08:50AM, Tuesday 28 May 2024
									A WOMAN from Sonning Common was named florist of the year at Chelsea Flower Show.
Lara Thorpe, 24, who also won a gold medal at the show, said she had not expected to win as she was the competition’s youngest entrant.
“It’s amazing,” she said. “I was quite surprised and a bit shocked.
“The other displays were amazing and with less experience than the other florists, I was quite taken aback to win.
“I found out on the Tuesday morning when my mum and I came and there was a gold medal on the display.
“Then a BBC camera crew came round the corner and I thought. ‘Here we go’. I was just speechless, which will shock people who know me. It still hasn’t really sunk in.”
Miss Thorpe was presented with her medal by Keith Weed, president of the Royal Horticultural Society, which organises the show, and was later interviewed by Monty Don, presenter of the BBC’s Gardeners’ World.

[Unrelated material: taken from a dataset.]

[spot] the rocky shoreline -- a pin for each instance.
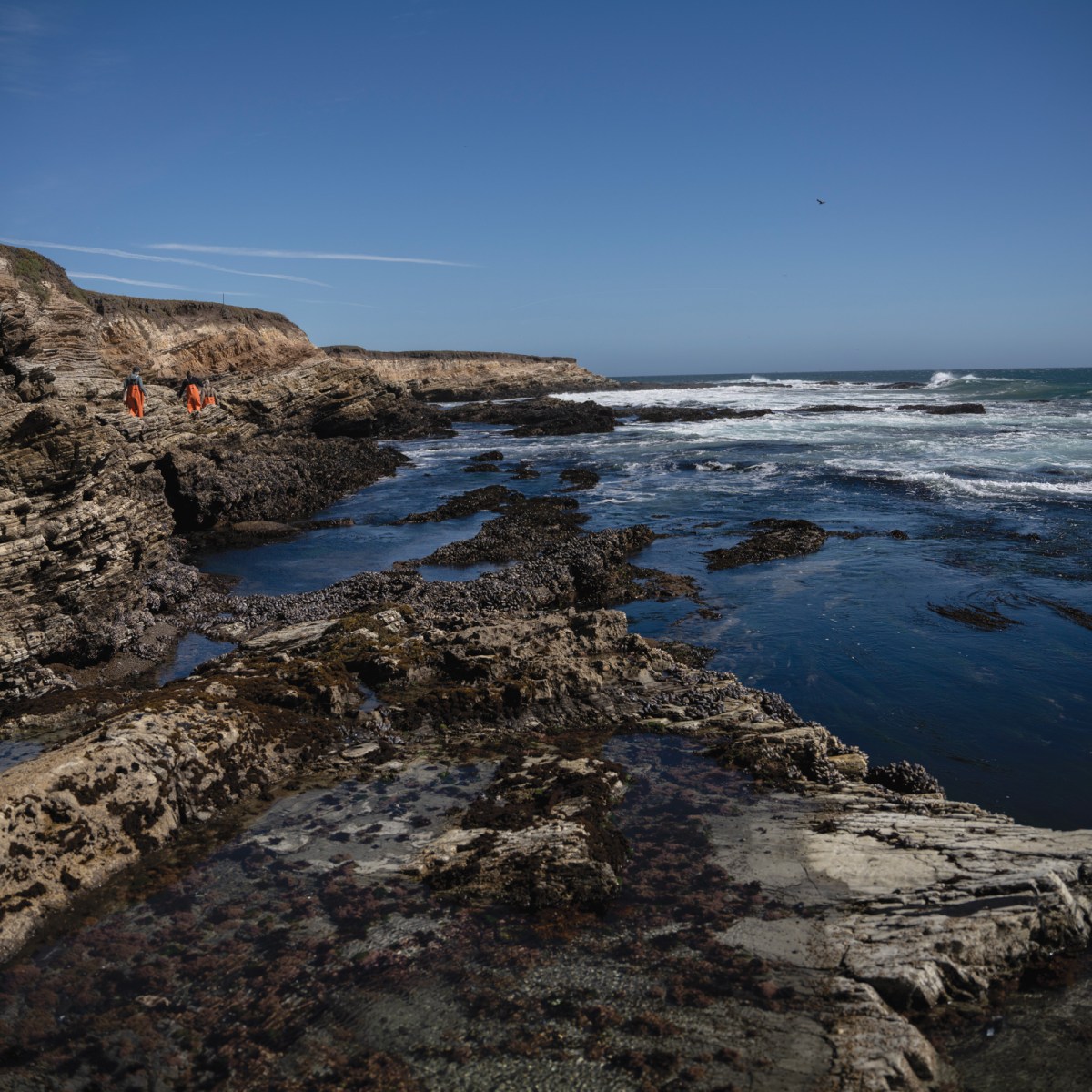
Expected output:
(808, 922)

She celebrated with her parents, Keith and Vivienne, and younger brother Laurie, 14. Miss Thorpe said: “They were all here when we found out and there was a lot of emotion from everyone. We treated ourselves to a glass of fizz.”

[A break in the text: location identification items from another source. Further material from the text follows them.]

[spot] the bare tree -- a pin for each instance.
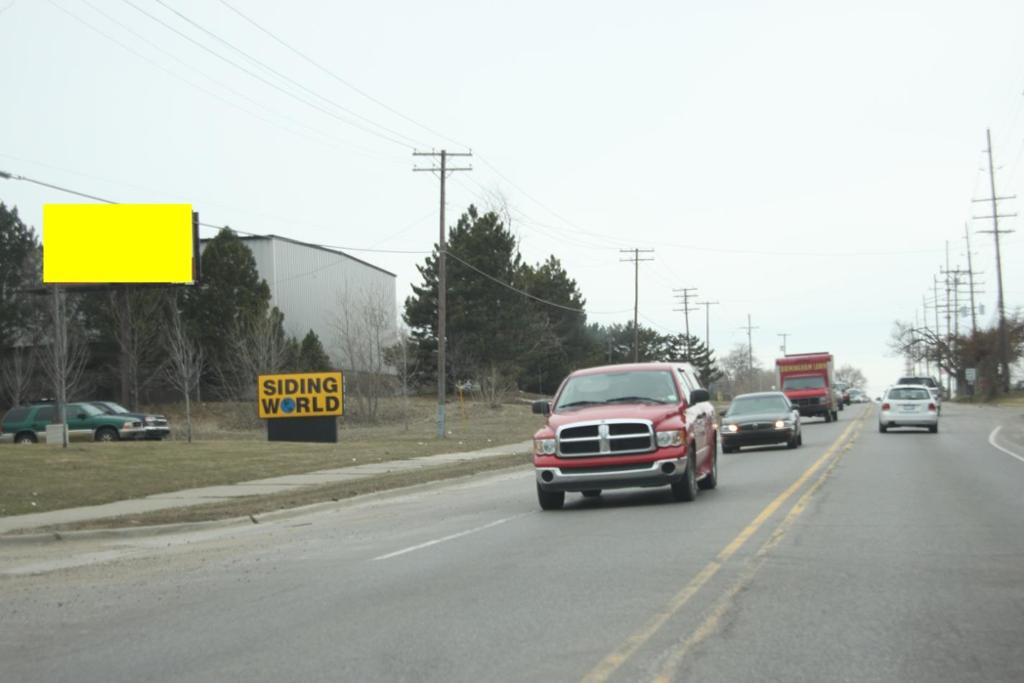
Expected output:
(17, 372)
(135, 323)
(258, 346)
(185, 360)
(64, 356)
(365, 330)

Miss Thorpe, who lives in Lea Road, is the manager of Wild at Heart, a florist in Mayfair.
She entered a floral display called Spectrum of Fire. This featured a range of flowers including red hot pokers, foxtail lilies (Eremurus), burnet, pincushions (scabiosa) and amaranth carefully arranged to imitate an open flame.
Miss Thorpe said: “I built it in advance. I had a pot of flowers which I had to make sure were conditioned properly and the flower heads had to be perfect.

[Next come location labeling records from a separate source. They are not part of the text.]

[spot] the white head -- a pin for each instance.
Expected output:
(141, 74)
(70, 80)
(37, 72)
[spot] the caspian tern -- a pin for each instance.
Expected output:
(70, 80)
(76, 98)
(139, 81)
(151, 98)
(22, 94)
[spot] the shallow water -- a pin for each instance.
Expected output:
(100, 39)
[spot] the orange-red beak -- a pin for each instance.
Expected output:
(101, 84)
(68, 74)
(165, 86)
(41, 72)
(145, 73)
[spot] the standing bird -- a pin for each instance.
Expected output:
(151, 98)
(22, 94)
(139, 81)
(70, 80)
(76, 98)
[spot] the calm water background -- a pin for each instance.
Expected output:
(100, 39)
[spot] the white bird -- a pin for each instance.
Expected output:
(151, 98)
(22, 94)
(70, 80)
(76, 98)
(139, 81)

“The theme was colour so my piece was called Spectrum of Fire. The flowers were yellow, orange and red, the colours of fire.
“It was a willow structure to mimic flames on a charred chemical base to represent the damage fire can cause. I used local wood from a sawmill and I used a blow torch to create the effect.
“I was inspired by all the wildfires that happened last year. Fire can be beautiful but also destructive and I think we all need to play our part in protecting the planet.
“My mum loved it. She was my assistant and was helping me out by supplying diet coke and cake to keep me going.
“It was a bit stressful at the time but I am not a person to get nervous. I work on adrenaline.”
Miss Thorpe attended Sonning Common Primary School and Chiltern Edge School before training to be a florist at Berkshire College of Agriculture at Burchetts Green.
She said: “I’m dyslexic so I knew that an academic kind of job wouldn’t be for me.
“I studied floristry at BCA, where I did my level two and level three diploma and then I worked in a shop in Caversham.
“I entered the show for the first time in 2019 and was awarded a silver medal. Then I got the job at Wild at Heart.
“I like the fact that it is quite creative and every day I am putting together orders from customers and lots of different styles and colour palettes.”
She was sponsored by the shop to enter the competition.
Miss Thorpe said: “I competed last year as well and my piece was vastly different. It was quite delicate but this year it was quite big.
“I like to stand quietly next to it and listen to what people think. You hear lots of passing comments. They all seemed to like the concept and the colours.”
She said she would encourage young people to give floristry a go.
“If I can do it they can too,” she said. “A lot of people I know who have competed at Chelsea have a lot more experience so to have more younger people showing their talent and skill here would be amazing.
“The floristry industry needs younger people. If they don’t get involved, it could become one of those trades that eventually dies out.”